Protokoll der Sitzung vom 26.08.2020

Wir müssen jetzt alles zusammenbinden, andere Lernräume nutzen, Räume akquirieren, kleine stabile Lerngruppen bilden, Infektionsrisiko minimieren und individuelle Förderung möglich machen.

Es ist doch wirklich tragisch, dass so viele Dinge, die jetzt eigentlich Optionen gewesen wären, versemmelt wurden. Ferienangebote: viel zu kurzfristig vor den Sommerferien. Zu der digitalen Ausstattung haben wir im April schon gesagt: Öffnet die Mittel aus dem DigitalPakt. – Nichts ist passiert. Mitten in den Sommerferien dann die Förderrichtlinien:

(Beifall von den GRÜNEN und der SPD)

viel zu spät für die Schulen, viel zu spät für die Kommunen, die aber bis zum 31.12. schon die entsprechenden Verwendungsnachweise vorzulegen haben. – Wissen Sie nicht, wie Beschaffung geht? Wissen Sie nicht, was es bedeutet, zu administrieren?

(Zuruf von der CDU)

Diese Geräte werden viel zu spät bei Kindern und Lehrkräften ankommen. Das ist das Dramatische. Wenn Geld zur Verfügung steht, können Sie es noch nicht einmal professionell handeln. Auch das zeigt den Frust im Land sehr deutlich auf.

(Josef Hovenjürgen [CDU]: Sie haben alles torpediert, was zu torpedieren war – alles!)

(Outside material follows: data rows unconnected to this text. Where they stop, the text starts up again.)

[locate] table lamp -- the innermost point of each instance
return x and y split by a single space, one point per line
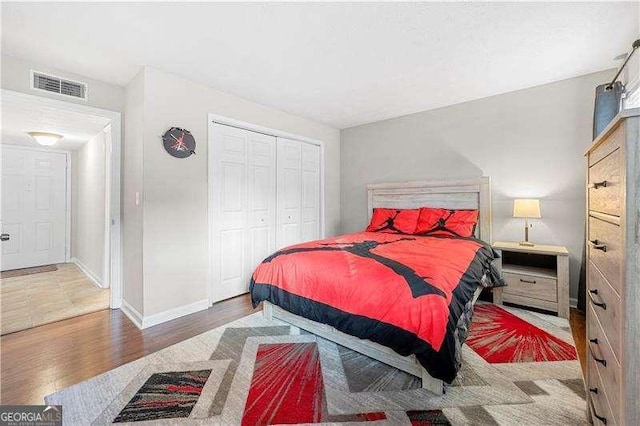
527 209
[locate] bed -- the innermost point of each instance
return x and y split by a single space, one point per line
405 300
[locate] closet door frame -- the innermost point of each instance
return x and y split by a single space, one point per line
218 119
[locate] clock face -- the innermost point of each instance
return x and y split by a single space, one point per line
179 142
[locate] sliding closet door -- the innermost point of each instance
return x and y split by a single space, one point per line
310 192
289 192
298 192
243 206
261 228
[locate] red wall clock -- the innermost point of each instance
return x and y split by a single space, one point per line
179 142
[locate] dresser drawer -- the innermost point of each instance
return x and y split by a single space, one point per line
605 249
534 287
600 353
600 409
606 305
605 191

Wir haben noch einmal umfängliche Vorschläge gemacht, die wir heute Abend aufrufen werden. Es gibt Maßnahmen, die Infektionsschutz, gute Bildung und gelingendes Lernen zusammenbringen. Wir bieten dafür unsere Unterstützung an. Das sage ich heute erneut ausdrücklich. Aber wir brauchen endlich einen Plan B. Sehen Sie der Realität ins Auge! So kann es nicht weitergehen in Nordrhein-Westfalen.

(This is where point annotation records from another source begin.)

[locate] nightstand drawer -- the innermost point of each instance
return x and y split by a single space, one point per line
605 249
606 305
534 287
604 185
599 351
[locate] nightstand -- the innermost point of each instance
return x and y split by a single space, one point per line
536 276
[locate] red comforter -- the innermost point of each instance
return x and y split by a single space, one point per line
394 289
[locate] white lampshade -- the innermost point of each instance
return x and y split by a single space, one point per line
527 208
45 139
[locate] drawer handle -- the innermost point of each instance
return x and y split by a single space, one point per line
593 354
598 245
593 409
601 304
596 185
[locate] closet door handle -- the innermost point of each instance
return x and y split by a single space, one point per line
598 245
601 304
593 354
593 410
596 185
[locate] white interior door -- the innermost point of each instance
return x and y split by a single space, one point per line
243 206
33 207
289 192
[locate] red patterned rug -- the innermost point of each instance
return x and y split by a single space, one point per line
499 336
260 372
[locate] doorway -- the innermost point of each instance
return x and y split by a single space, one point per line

(Beifall von den GRÜNEN und der SPD)

Vielen Dank, Frau Kollegin Beer. – Für die FDP-Fraktion spricht Frau Kollegin Schneider.

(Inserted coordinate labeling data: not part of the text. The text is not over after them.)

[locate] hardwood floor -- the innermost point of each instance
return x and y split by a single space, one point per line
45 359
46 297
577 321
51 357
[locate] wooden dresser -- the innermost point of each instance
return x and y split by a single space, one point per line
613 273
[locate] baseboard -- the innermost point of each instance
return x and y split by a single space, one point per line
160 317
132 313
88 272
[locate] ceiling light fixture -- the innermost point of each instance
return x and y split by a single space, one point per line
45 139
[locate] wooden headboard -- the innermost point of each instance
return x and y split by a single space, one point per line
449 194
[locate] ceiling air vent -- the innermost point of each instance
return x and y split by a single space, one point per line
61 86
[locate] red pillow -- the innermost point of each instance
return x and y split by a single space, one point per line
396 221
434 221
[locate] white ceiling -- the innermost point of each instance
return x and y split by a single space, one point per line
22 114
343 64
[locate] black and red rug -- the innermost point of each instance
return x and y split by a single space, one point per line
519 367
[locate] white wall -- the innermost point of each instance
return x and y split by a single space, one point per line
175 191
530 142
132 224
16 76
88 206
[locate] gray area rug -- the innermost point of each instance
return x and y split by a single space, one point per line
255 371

(Zuruf von der SPD – Gegenruf von Josef Hovenjürgen [CDU]: Was war das? Sehr gut? Eure Destruktion hilft dem Landtag weiter!)

Frau Präsidentin! Sehr geehrte Damen und Herren! Bis vor fünf Minuten dachte ich, wir seien in einer Gesundheitsdebatte. Für mich fühlte es sich jetzt an wie eine Schuldebatte. Aber die Frauen in der FDP-Landtagsfraktion sind definitiv multitaskingfähig. Dann machen wir eben ein bisschen Schule.

(Beifall von der FDP)

Frau Beer, vielleicht gucken Sie einfach mal, wie die Realität im Land aussieht, wenn Sie hier auf unsere Schulministerin einprügeln, die Maskenpflicht kritisieren und alles ganz furchtbar schlechtreden.

Ich war in der vergangenen Woche auf einer Klassenpflegschaftssitzung. Da saßen 30 Eltern, einige Schüler dabei. Die Themen „Maskenpflicht“, „Hygienekonzept“, alles, was dazugehört, wurden angesprochen, und das einstimmige Feedback dieses Abends war: Wir ziehen auch zwei Masken übereinander an, Hauptsache, unsere Kinder haben wieder einen geregelten Alltag, haben wieder ihre sozialen Kontakte

(Beifall von der FDP und der CDU – Eva-Maria Voigt-Küppers [SPD]: Da haben Sie aber die einzige Klasse, wo das so ist!)

und werden alle zu gleichen Bedingungen gut und qualifiziert unterrichtet.

Natürlich – jetzt machen wir mal ein bisschen Gesundheit, darum geht es eigentlich; es geht ja um Teststrategien – hinterfragt auch die Landesregierung, hinterfragen auch FDP und Union immer: Was ist der richtige Weg beim Umgang mit dem Coronavirus? Da gibt es dann allgemein zwei gegensätzliche Positionen: Das sind einerseits diejenigen – hier im Landtag ist es Rot-Grün, außerhalb des Bundeslandes sind sie blau-weißer Couleur –, die darauf setzen, möglichst viel zu testen. Das sind andererseits die Stimmen gerade aus der Wissenschaft, die vielmehr auf gezielte Tests setzen. – Ich würde da eher der Wissenschaft folgen.

Werte Kollegen der SPD, Sie haben jetzt viel erzählt, aber ein konstruktiver Vorschlag kam für mich dabei nicht herum. Natürlich haben wir gute Maßnahmen. Natürlich haben wir gute Ideen. Wir arbeiten auch gerne mit der Pharmaindustrie in unserem Land zusammen,

(Christian Dahm [SPD]: Das glaube ich!)

genauer gesagt: mit der Pharmaindustrie, die nach Ihrer Regierungszeit in Nordrhein-Westfalen noch übrig geblieben ist.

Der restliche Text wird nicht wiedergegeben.